Extant is the UK’s leading professional performing arts company of vision impaired artists and theatre practitioners, producing touring productions and delivering training regionally and internationally. Their Enhance programme works with medium-scale touring companies to increase the availability of accessible theatre. Its collaborative approach with venues increases opportunities for vision impaired audiences to engage with the arts through a broader range, frequency and geographical spread of accessible work that will reduce inequalities, barriers to participation and social isolation.

In 2022 the Spectacle Makers Charity gave Extant £5,000 toward their Pathways course. The aim of Pathways is to influence, embed and improve greater awareness of, and accessibility for, blind and partially impaired practitioners across the theatre industry.

Recently, Spectacle Makers Charity Trustee, Judith Morris had the opportunity to attend a Pathways Crew and Design Showcase. It is a culmination of work from visually impaired backstage theatre-makers. They have been training and developing their craft for nine months and the skills explored include Sound Design, Lighting Design, Set Costume-Prop Design and Production.

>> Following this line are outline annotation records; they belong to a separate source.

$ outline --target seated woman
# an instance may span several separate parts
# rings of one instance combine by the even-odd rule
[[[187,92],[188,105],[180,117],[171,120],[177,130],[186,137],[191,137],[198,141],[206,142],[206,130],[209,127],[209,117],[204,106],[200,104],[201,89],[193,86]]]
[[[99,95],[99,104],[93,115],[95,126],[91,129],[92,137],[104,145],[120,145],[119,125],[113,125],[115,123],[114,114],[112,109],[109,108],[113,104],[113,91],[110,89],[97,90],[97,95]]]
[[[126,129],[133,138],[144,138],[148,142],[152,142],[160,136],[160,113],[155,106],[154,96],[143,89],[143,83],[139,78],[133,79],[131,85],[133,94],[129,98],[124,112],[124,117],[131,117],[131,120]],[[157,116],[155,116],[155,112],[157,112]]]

The event showcased two performances, written and directed by those from the previous part of the programme, which the Crew and Design team members had help to produce. Each team member introduced themselves with person descriptions, explaining how they individually worked on the piece itemising the technical approaches to the story and making it come alive with props and audio descriptors for the actors thoughts.

There followed a Panel Discussion from three individuals associated with theatre lighting and sound, one of whom had become visually impaired later in life. All indicated that the theatre need not be an unsafe place for the visually impaired to work if the individual can explain what they would need to help their productivity. However, the late onset person did move to teaching after feeling that he could not identify some unsafe lighting backstage. The outcome was that the actual production design ideas are definitely not an issue as appliance software can be used to initiate thoughts and help with the final presentation.

Going forward two members agreed they would be interested in a course that enhances their writing, directing and small-scale theatre-making skills (including production). Crew and Design proved a useful stepping stone for all of the members: with them now having a clearer idea of which roles they will build upon, and which organisations/collaborators they will seek out. It was agreed that access support needs to be at the core of every project; and always being mindful, of each individual’s unique access requirements.